The degree and normality of nuclear maturation were assessed with the fluorochrome Hoechst 33342 in two groups of inseminated human oocytes that had failed to undergo fertilization. Group 1 consisted of 67 oocytes from 27 patients, each of whom had at least two other oocytes that had been fertilized and had cleaved. Group 2 consisted of 65 oocytes from 14 patients, none of whose oocytes had been fertilized. In group 1, 52.3% of the oocytes were found to be immature (germinal vesicle stage or metaphase-telophase I), whereas in group 2 only 26% were found to be immature. Thus oocyte nuclear immaturity was the major cause of fertilization failure when companion oocytes were fertilized. When no oocytes of a patient were fertilized, most oocytes were found to be mature, so other factors, such as sperm dysfunction or zona binding abnormalities, must account for most of the fertilization failure in this group of patients.

Fertilization of zona-drilled mouse oocytes treated with a monoclonal antibody to the zona glycoprotein, ZP3.

Opening a small aperture in the zona pellucida of mouse oocytes by using micromanipulation and a stream of acidified Tyrode's solution (zona drilling) improved the efficiency of in vitro fertilization at low sperm concentrations without adversely affecting development to the blastocyst stage. Zona drilling also permitted in vitro fertilization and development when sperm penetration through the zona was blocked by a monoclonal antibody to the protein core of the zona glycoprotein, ZP3. These results provide a direct demonstration that sperm entry occurs through the aperture and also suggest that zona drilling of human oocytes may offer a therapeutic approach when autoantibodies to the zona pellucida are suspected as a cause of infertility.
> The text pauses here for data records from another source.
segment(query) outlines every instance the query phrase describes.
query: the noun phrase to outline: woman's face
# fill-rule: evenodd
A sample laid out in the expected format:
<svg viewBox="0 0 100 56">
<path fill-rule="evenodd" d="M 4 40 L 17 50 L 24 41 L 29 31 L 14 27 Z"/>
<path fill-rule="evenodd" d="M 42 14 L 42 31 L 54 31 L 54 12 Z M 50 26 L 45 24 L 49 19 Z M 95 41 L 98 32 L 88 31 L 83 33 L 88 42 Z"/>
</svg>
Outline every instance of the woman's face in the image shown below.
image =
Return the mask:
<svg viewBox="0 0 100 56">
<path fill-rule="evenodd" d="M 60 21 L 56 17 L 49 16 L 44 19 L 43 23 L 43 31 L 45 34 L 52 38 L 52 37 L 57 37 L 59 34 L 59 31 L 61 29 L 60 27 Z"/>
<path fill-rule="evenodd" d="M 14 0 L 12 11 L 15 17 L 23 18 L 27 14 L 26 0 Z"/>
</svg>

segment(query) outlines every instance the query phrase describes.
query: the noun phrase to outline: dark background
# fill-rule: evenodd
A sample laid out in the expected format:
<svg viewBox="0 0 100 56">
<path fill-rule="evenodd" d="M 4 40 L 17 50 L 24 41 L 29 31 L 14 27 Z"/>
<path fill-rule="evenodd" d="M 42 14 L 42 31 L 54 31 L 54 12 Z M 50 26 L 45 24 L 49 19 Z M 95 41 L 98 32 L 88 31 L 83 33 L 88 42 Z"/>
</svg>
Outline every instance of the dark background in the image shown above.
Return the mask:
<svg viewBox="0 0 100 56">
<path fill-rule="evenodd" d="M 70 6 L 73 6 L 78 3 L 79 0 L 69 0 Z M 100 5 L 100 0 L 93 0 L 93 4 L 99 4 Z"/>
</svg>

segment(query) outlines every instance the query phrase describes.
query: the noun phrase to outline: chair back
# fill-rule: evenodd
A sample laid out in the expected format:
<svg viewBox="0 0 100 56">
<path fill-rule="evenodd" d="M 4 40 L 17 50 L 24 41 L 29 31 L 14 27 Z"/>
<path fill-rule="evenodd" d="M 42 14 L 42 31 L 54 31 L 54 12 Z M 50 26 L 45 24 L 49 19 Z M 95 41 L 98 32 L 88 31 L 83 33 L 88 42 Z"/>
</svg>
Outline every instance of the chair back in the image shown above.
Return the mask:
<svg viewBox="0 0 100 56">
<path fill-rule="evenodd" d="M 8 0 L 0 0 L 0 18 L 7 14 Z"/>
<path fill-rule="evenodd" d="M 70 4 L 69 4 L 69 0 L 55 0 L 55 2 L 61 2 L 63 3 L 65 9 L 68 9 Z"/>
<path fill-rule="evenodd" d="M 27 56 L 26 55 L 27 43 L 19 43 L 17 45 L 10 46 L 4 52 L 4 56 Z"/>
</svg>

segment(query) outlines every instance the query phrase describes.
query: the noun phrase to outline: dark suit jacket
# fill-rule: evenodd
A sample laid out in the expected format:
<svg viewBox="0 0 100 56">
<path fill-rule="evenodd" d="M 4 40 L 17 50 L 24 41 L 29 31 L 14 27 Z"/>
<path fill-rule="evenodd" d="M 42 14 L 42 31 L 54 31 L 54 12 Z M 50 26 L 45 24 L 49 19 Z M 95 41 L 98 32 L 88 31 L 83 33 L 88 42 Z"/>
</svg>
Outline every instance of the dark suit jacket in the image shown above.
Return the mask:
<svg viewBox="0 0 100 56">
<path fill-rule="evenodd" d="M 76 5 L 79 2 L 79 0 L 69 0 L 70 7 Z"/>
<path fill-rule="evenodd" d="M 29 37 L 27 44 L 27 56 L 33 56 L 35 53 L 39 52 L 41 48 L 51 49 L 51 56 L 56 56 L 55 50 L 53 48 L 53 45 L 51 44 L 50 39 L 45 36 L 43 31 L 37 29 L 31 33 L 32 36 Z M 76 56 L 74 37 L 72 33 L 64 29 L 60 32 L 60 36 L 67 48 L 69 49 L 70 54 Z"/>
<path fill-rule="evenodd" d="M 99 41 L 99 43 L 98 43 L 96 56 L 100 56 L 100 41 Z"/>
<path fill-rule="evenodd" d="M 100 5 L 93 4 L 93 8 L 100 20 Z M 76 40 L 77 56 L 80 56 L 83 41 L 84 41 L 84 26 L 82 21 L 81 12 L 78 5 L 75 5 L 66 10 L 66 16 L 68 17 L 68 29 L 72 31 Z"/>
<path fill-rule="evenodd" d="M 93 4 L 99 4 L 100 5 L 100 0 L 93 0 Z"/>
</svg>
Pre-loading of mouse oocytes with DNA-specific fluorochrome (Hoechst 33342) permits rapid detection of sperm-oocyte fusion.

Mouse oocytes exposed to 1 microgram Hoechst 33342 (H-33342)/ml and then fertilized in vitro developed normally into blastocysts and blastocyst outgrowths. After penetration of the zona, the fertilizing spermatozoon showed intense fluorescence upon fusion with the vitelline membrane. Due to fluorochrome leakage from the perivitelline space a faint fluorescence was detected in zona-bound spermatozoa. This fluorescence of zona-bound spermatozoa intensified with increased fluorochrome concentration (10 micrograms/ml), obscuring the fluorescence of the fertilizing spermatozoa. Spermatozoa added to zona-free mouse oocytes (pre-loaded with 1 or 10 micrograms H-33342/ml) fluoresced within 10 min of insemination, provided the zonae were removed mechanically. Removal by protease digestion induced leakage of fluorochrome, so that all spermatozoa in the vicinity of an oocyte pre-loaded with 10 micrograms H-33342/ml became labelled. This leakage was not visibly apparent when protease-treated oocytes were exposed to only 1 microgram H-33342/ml. The technique could not be applied to zona-free hamster oocytes under our conditions, since the fluorochrome leaked freely from the oocytes whether the zona was removed mechanically or enzymically.